Il moro annuì. –È morta.- la ragazza impallidì, capendo dove voleva andare a parare. –Sono stati gli Intagliatori ad ucciderla. Sono tornati e vogliono eliminare tutte le prove viventi delle loro malefatte. E Lei mi ha anche detto chi sarà la prossima vittima.- l’uomo deglutì, sospirando, guardando Aelita sul punto di svenire. –Tranquilla, non è nessuno in particolare.
-Ma perché? Chi è che ha dato di nuovo vita a tutto questo?- chiese, portandosi una mano al mento con fare sospetto.
-Aelita.- la chiamò. –Devo dirti una cosa molto importante. Tu non sei stata l’unica a riconoscermi: la professoressa Hertz ha, da subito, capito chi fossi. E non mi riferisco ad Ethan, ma a quella cosa importante che solo tu ed io sappiamo.
La giovane si accigliò. –Perché non me lo hai mai detto?- Lukas alzò le spalle e Aelita continuò. –Perciò pensi che lei sia una di loro?
La porta della biblioteca sbatté violentemente e una voce attraversò la stanza, facendo alzare la testa ai due, già seduti. –Emh, che ci fate voi qui?
Lukas si alzò di scatto, pronto a giustificarsi, ma non disse niente, bloccato da Aelita. –Ciao, Emy. Stavamo per venire a cercarti, abbiamo un ottima notizia!
-Davvero?- la mora fece qualche passo avanti, sedendosi a fianco al professore che, d’istinto, le strinse la mano, sorridendo.
-Indovina chi sarà la tua nuova compagna di stanza.- le disse, posando il mento sulla mano aperta, il gomito poggiato sul tavolo. –Io. Ed è tutto merito del professor Werner.
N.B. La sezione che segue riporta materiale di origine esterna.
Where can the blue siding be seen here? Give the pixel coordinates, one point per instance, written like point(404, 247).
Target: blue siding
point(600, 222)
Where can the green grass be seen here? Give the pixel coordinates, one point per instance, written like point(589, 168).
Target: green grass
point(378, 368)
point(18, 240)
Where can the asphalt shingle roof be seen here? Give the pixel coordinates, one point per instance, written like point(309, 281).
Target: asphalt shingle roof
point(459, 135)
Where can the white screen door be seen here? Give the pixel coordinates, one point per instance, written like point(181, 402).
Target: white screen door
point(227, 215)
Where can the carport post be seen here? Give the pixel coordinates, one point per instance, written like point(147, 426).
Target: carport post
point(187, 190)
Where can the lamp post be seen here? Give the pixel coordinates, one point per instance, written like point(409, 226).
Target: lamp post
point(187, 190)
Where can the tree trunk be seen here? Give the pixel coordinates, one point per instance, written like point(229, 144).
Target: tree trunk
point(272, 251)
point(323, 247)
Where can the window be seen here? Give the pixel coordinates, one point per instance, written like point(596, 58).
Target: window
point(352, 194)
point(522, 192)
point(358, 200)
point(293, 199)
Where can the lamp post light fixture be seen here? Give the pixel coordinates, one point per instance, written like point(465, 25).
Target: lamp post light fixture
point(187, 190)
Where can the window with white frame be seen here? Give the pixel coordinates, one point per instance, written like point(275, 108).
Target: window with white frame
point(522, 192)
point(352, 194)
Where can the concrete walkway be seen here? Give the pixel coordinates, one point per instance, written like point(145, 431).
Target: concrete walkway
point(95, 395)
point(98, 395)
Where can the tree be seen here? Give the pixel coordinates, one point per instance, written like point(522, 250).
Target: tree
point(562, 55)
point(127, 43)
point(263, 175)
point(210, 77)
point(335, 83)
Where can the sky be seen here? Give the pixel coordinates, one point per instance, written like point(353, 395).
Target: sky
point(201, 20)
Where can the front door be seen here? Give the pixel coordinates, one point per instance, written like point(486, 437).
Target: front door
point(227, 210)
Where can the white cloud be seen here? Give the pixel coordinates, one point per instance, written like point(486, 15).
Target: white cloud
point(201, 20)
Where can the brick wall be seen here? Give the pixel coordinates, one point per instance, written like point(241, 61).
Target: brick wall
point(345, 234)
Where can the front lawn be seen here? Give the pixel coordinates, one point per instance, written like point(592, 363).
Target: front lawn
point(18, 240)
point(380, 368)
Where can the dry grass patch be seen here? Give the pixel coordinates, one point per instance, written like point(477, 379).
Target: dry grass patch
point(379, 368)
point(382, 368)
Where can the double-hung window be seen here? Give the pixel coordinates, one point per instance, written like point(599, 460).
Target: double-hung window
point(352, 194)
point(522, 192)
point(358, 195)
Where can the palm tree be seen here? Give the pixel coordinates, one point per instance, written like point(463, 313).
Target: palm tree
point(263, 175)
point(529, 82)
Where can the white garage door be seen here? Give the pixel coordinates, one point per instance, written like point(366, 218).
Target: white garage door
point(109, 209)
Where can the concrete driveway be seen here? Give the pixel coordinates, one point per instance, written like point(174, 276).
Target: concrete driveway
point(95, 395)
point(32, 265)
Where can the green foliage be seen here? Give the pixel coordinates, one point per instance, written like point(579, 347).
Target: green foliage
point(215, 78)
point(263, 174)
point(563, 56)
Era venuto a dirmi la notizia perché adesso deve andare a casa e non riusciva a trovarti.
Emy si girò verso Lukas, sorridente. –Hai davvero fatto questo per me?
-Te lo avevo promesso. In più, senza poteri.
La giovane, arrossendo, si sporse verso di lui, stampandogli un bacio sulla guancia, per poi alzarsi e correre fuori della stanza, dimenticando anche il motivo per cui era entrata.
-Si può sapere come diavolo facevi a saperlo? Te lo avrei detto solo dopo questo discorso!- sgranò gli occhi lui.
-Vorrei risponderti “intuito femminile”, ma sarebbe una bugia. La verità è che sono passata dall’ufficio del preside per chiedere all’infermiera degli antidolorifici e ti ho sentito.- fece una breve pausa, riguardando la fotografia della donna scomparsa. –Comunque penso che tu debba dirglielo. Lei è una delle mie migliori amiche.
-Io voglio proteggerla da tutta questa situazione…- sospirò, arreso. –È troppo innocente per questa storia.
-Lukas…- lo rimproverò lei. –Anche se hai ragione, se non glielo dici in fretta rischi di metterla in pericolo il doppio. Almeno non abbasserà la guardia e posso assicurarti che lei è molto brava a non farsi trovare.- sogghignò, ricordando tutte le volte che si nascondeva con Lukas e riusciva a non venire scoperta.